By: Aaron Bertrand | Updated: 2017-12-18 | Comments (1) | Related: > Performance Tuning
Problem
In many OLTP systems, parallelism is only truly useful on a subset of queries. Most of the typical workload is comprised of quick queries that affect a small number of rows and, in turn, consume very little in terms of resources. When queries do end up using parallelism, the end result can range from mildly beneficial, to downright disastrous, depending on a variety of factors.

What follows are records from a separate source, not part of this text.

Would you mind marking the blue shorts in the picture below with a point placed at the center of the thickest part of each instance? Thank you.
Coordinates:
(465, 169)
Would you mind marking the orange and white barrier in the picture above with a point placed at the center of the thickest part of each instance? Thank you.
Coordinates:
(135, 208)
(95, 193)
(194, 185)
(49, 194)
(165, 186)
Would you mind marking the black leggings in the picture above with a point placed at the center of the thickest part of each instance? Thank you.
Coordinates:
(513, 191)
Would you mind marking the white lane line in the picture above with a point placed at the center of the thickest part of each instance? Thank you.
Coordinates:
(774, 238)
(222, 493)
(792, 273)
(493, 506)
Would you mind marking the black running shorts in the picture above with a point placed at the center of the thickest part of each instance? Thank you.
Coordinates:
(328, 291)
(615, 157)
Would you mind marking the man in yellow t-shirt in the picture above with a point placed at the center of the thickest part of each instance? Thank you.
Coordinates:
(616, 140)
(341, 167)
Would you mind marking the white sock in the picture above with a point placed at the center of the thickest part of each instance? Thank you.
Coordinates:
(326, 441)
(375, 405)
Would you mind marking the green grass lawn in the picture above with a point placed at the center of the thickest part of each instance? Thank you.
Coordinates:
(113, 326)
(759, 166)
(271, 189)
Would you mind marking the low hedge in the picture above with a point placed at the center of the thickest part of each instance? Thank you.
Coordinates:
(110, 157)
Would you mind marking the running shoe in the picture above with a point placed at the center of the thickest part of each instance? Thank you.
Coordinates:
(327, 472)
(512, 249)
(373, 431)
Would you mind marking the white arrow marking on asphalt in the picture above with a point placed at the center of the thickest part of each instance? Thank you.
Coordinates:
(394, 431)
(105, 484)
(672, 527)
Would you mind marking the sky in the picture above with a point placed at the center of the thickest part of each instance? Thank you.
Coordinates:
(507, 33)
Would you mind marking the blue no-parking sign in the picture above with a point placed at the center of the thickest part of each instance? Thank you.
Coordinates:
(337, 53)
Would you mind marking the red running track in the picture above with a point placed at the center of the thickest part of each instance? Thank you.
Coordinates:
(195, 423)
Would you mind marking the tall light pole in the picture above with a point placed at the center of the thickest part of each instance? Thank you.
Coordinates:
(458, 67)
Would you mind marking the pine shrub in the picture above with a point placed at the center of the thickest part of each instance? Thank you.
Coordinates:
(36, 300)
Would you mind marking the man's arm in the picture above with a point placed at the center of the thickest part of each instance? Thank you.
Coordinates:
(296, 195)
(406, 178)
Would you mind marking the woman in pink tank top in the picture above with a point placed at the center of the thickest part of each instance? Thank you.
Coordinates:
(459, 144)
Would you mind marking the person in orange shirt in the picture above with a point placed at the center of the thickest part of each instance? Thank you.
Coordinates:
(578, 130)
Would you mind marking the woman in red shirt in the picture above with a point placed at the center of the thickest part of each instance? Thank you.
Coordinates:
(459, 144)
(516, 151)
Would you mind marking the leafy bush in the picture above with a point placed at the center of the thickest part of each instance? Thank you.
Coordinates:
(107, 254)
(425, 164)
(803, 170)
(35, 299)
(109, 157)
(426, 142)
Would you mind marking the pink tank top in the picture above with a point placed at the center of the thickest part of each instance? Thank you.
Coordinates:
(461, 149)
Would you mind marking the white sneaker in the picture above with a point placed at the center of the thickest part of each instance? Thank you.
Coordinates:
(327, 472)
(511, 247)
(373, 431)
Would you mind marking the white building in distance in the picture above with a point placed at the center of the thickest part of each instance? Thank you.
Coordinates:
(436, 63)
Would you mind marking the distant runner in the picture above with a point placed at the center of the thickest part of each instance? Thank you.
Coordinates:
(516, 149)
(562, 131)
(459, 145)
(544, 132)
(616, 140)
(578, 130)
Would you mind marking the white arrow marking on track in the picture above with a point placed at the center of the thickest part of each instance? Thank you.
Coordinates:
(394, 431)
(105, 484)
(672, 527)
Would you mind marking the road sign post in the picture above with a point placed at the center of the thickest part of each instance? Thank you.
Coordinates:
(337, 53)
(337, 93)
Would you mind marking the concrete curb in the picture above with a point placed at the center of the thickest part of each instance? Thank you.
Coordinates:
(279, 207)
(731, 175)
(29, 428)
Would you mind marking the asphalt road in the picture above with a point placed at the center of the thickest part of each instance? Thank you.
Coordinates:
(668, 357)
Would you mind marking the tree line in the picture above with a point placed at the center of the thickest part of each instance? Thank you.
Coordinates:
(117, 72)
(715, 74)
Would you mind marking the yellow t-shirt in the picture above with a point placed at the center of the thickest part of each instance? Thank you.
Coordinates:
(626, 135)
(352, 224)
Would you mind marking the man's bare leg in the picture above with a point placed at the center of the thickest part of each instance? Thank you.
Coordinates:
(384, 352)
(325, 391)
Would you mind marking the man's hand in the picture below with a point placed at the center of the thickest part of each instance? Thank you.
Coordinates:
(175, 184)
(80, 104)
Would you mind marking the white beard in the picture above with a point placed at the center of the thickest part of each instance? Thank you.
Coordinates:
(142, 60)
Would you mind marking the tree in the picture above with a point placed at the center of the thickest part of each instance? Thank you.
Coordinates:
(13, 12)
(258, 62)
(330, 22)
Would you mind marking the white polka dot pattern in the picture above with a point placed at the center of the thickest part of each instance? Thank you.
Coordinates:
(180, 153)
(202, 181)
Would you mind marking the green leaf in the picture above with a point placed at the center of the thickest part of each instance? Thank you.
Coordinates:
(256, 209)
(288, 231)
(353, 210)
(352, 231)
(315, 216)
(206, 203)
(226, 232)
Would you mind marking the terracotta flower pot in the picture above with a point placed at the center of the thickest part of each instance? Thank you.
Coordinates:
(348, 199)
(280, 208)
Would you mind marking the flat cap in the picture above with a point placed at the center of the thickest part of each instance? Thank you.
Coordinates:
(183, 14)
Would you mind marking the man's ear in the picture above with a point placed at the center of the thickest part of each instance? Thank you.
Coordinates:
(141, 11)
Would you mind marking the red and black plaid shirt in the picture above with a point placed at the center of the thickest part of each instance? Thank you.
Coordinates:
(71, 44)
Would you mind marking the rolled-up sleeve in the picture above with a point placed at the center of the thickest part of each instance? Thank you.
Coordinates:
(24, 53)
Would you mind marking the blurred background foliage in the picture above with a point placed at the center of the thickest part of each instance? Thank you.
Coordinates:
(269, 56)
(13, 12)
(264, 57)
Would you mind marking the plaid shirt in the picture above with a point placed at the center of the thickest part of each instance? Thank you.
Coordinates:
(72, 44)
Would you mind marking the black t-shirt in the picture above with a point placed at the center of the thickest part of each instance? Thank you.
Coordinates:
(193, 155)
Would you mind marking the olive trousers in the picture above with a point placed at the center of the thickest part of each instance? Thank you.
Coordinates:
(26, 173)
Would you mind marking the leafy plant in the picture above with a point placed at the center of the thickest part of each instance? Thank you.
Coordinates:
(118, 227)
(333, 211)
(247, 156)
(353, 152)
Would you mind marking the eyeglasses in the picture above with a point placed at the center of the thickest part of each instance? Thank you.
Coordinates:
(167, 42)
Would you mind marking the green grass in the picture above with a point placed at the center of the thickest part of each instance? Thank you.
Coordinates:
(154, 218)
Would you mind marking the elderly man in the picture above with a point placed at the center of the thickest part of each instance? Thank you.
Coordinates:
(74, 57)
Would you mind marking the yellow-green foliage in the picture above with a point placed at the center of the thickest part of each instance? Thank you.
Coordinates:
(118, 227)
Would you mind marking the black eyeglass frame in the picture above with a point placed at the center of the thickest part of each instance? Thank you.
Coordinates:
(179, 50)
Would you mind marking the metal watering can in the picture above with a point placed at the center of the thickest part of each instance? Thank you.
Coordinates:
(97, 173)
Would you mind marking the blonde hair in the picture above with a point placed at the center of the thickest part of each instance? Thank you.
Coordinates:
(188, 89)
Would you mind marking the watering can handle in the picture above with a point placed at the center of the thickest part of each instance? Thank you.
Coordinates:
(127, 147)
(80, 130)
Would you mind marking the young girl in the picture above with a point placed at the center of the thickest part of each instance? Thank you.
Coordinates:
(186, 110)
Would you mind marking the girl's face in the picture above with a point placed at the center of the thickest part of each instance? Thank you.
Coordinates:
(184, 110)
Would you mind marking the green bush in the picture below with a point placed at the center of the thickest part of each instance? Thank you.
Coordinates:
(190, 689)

Now, when parallelism is working well, work is distributed evenly across all of the “producer” threads, and they all finish around the same time, handing their results off to the “consumer” threads. While the consumer threads (and the controller thread) are waiting for all of the producers to finish, CXPACKET waits are accumulating (the “good” kind). When parallelism is not working well, for example when one producer thread is doing most of the work because of poor estimates, the producer threads that have finished their work sit around and wait, also accumulating CXPACKET waits (the “bad” kind). So in both of these scenarios – whether the query employs “good” or “bad” use of parallelism – SQL Server surfaces wait statistics in the same way: using the dreaded CXPACKET wait.
As you can imagine, and probably already know, this makes troubleshooting “bad” parallelism very hard, because all queries are reporting CXPACKET waits. In most cases, this simply indicates that parallelism is happening, which is usually a good thing. But because there are cases where we see skewed parallelism, you get all kinds of knee-jerk reactions to a system with high CXPACKET waits. The most common is to turn off parallelism at the server level (server MAXDOP = 1), and this is often deemed successful because, hey, look at our waits, we no longer see CXPACKET at the top. Often this just means two things: (1) the queries that were making good use of parallelism are now taking at least as long, and possibly longer; and (2) those waits are just surfacing in other places.
Solution
In SQL Server 2016 SP2, SQL Server 2017 CU3, and Azure SQL Database, you are going to see a huge change in the way CXPACKET waits are reported. The “bad” type of wait, where work amongst threads is distributed unevenly, will continue to be reported as CXPACKET waits. But the “good” type of wait, where the consumer threads are just waiting for all the producer threads to do their work, will now be reported under a new wait called CXCONSUMER.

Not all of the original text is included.